Monday, Nov. 14, 1955
Love Life of a Genius
THREE LOVES OF DOSTOEVSKY (300 pp.)--Marc Slonim--Rinehart ($4).
"Note Dostoevsky's helplessness when confronted with love," said Freud. "He understands either coarse animal desire or masochistic submission, or else love out of pity." In his readable, reasonable, slice-of-love-life study of the great Russian novelist, Author Slonim, Russian-born teacher and critic, documents this Freudian analysis in detail. Avoiding sweeping generalizations, Slonim suggests that some of the grit in the oyster of Dostoevsky's genius was put there by women.

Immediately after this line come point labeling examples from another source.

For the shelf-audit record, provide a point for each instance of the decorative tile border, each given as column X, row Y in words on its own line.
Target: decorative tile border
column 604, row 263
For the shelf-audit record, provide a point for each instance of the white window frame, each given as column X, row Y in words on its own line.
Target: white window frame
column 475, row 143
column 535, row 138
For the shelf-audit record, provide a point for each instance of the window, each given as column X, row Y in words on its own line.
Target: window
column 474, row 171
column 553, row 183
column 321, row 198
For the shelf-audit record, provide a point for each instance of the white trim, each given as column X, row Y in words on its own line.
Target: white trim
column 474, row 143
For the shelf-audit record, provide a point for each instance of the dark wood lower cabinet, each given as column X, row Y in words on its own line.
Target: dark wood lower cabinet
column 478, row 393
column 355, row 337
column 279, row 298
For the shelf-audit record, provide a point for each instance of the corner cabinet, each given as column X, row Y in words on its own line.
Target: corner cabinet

Sweet Tea in Siberia. As a youngster, Fyodor was never allowed out with girls, and at his first sniff of a perfumed beauty in a St. Petersburg salon, he keeled over in a dead faint. He did better with the town doxies (later he even hinted darkly that he once raped a little girl), but it was not until after he had been jailed and exiled to Siberia as a subversive that he met his first major love.
Maria Isaeva was blonde, thin, neurotic and married. Her drunken clod of a husband was controller of the distillation and sale of liquor in Semipalatinsk, the Siberian border town to which Dostoevsky was sent as an army private after his release from prison. Soon the smitten 33-year-old soldier and the sensitive lady were holding hands and crying into each other's sweet tea while hubby sprawled in a drunken stupor on the divan. After Isaev died, they were married. But Maria was frigid, and Dostoevsky was soon complaining: "We're living so-so . . . The heart will wither. I am quite alone."
He was soon not so alone. A redheaded "she-nihilist" with blue spectacles, bobbed hair and romantic ideas threw herself at the feet of the literary master, and tripped him. Apollinaria Suslova was a 22-year-old intellectual spitfire of the New Woman breed. Chasing after her to Western Europe, Dostoevsky was desolated to learn that within less than a month she had taken up with and been thrown over by another man. He begged to travel with her "like a brother." Apollinaria agreed, and vengefully parried all his advances. Years later, she described how the nightly sexual tragicomedy would end: "Fyodor Mikhailovich again turned everything into a joke and, as he was leaving me, said that it was humiliating for him to leave me like that (this was at 1 in the morning; I was lying undressed in bed). 'For Russians have never fallen back.' "
After months of this, Dostoevsky fell all the way back to Russia, in time to see his wife waste away and die of TB. An ash-blonde, 20-year-old stenographer named Anna Snitkina, who came to take dictation for The Gambler and Crime and Punishment, stayed on to become the second Mrs. Dostoevsky, and his last and greatest love.
The almost demonic role that sex played in Dostoevsky's private life stands in fantastic contrast to the idea of renunciation and Christlikeness which he presented in his Alyoshas and Prince Myshkins. His great sinners, like Stavrogin, Dostoevsky could research from himself; for his saints he could only desperately search. In his own eyes, the closest thing to a saint he knew was Anna. She seemingly never shuddered before the jealous rages of an epileptic more than twice her age, nor before the acts of sadism and foot-fetishism which had horrified Maria and disgusted Apollinaria. Turning to Anna during his final illness, he asked her to read to him at random from the Bible. She obeyed: "And Jesus answering said unto him, Suffer it to be so now: for thus it becometh us to fulfil all righteousness."
"There, you hear that," said Dostoevsky. " 'Suffer it to be so now'--that means I am going to die," That evening, Jan. 28, 1881, the life of a genius came to an end.